The standard came into force on May 1, toughening regulations introduced by the Australian Media and Communication Authority following the cash for comment scandal.
It requires presenters to disclose any commercial agreement that could conceivably affect the content of their programs, including cash or favours from a sponsor.
Macquarie Radio argued that the rules were unreasonable because on any given day 2GB had up to 300 ads and producers could not be expected to be aware of all the deals in place.
The constant disclosures would mean unreasonable disruptions to the flow of programs, it said, interrupting interviews with politicians and other public figures.
”It’s one thing for a regime of disclosure of agreements but quite another to impose a requirement that compels a broadcaster to repeatedly interrupt a politician with disclosures,” counsel for Macquarie Radio, Tom Blackburn, SC, told the court earlier this year.

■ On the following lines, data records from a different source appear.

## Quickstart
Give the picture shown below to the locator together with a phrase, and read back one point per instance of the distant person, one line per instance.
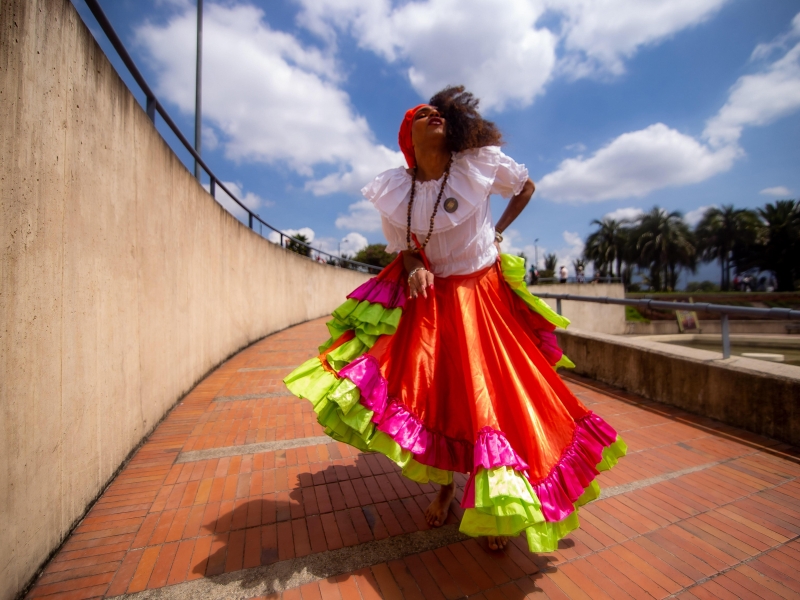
(534, 279)
(450, 368)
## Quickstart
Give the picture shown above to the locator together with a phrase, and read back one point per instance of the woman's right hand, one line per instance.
(419, 282)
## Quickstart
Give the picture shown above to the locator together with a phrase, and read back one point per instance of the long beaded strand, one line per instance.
(435, 207)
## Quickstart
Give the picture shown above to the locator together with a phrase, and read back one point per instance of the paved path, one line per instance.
(236, 495)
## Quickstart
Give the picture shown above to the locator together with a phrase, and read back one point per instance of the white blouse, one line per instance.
(463, 240)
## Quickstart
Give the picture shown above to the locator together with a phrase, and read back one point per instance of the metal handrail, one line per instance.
(153, 106)
(722, 309)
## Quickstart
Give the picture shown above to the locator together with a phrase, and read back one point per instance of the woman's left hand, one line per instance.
(419, 282)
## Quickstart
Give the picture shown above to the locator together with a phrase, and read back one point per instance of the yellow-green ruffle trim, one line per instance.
(513, 268)
(507, 505)
(337, 404)
(368, 320)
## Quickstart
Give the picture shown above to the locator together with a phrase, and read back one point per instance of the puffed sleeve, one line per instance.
(395, 236)
(509, 178)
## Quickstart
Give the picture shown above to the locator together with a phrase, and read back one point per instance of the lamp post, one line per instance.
(198, 127)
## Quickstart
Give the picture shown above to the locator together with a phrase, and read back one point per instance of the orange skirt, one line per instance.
(464, 381)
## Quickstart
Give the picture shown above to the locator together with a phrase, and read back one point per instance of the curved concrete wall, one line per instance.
(122, 282)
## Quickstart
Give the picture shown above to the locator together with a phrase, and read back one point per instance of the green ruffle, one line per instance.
(339, 410)
(368, 320)
(513, 268)
(506, 505)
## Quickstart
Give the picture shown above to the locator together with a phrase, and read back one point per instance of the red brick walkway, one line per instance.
(696, 510)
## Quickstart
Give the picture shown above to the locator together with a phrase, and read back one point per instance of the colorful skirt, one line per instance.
(465, 381)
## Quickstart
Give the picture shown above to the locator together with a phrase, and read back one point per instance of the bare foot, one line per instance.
(497, 542)
(436, 513)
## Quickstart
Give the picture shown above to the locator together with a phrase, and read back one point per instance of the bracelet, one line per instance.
(414, 272)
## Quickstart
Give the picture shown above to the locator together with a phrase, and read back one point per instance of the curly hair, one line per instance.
(466, 128)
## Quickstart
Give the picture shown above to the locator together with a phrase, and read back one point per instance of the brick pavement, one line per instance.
(696, 510)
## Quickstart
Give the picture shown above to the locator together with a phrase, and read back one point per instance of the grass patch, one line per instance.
(633, 315)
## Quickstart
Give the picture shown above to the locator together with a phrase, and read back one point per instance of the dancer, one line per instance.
(445, 362)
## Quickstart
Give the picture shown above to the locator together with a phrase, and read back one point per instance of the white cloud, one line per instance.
(275, 237)
(639, 162)
(362, 216)
(758, 99)
(514, 244)
(778, 191)
(599, 35)
(693, 217)
(352, 243)
(763, 51)
(498, 53)
(629, 214)
(635, 164)
(269, 98)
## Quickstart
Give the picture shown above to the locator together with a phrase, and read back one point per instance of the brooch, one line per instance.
(451, 205)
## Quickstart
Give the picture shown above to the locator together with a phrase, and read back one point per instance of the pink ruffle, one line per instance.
(492, 449)
(576, 469)
(387, 293)
(429, 448)
(557, 492)
(366, 374)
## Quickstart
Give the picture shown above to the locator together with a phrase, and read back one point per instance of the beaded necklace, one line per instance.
(435, 207)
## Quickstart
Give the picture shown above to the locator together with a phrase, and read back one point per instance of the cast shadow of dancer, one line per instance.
(277, 541)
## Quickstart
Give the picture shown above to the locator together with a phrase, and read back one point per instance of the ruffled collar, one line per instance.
(471, 177)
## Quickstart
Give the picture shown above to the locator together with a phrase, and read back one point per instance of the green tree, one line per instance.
(297, 244)
(375, 255)
(780, 235)
(550, 262)
(723, 230)
(666, 245)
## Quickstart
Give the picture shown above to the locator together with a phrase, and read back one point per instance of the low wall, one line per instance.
(588, 316)
(755, 395)
(767, 326)
(122, 282)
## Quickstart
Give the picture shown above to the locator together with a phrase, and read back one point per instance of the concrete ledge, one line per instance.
(122, 282)
(755, 395)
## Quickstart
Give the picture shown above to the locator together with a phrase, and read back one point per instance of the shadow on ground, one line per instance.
(262, 544)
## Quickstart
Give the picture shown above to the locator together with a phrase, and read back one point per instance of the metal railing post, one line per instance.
(726, 338)
(151, 108)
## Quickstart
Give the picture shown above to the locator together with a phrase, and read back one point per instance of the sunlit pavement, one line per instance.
(236, 495)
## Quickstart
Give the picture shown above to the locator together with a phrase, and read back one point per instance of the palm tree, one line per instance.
(781, 241)
(665, 245)
(550, 262)
(297, 243)
(721, 231)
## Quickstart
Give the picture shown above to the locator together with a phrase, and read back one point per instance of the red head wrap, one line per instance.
(404, 137)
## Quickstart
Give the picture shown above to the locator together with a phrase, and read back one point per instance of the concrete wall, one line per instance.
(588, 316)
(752, 394)
(121, 281)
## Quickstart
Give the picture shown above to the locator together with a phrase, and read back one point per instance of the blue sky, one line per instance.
(613, 106)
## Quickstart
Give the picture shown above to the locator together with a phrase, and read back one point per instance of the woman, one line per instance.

But Justice John Griffiths yesterday dismissed Macquarie Radio’s application for a formal judicial review of the rules and ordered the company to pay ACMA’s legal costs.
He said the provisions of the broadcasting standard did not ”produce the oppression or capriciousness claimed by the applicants” but served a legitimate end, namely ”the promotion of accuracy and fairness in current affairs programs”.
The new rules are the latest in a series of regulations introduced by the communication watchdog following the cash for comment inquiry in the 1990s.
That inquiry found that Alan Jones and John Laws – both then presenters at radio station 2UE – had breached the commercial radio code of practice by promoting companies on air without indicating they were paid to do so.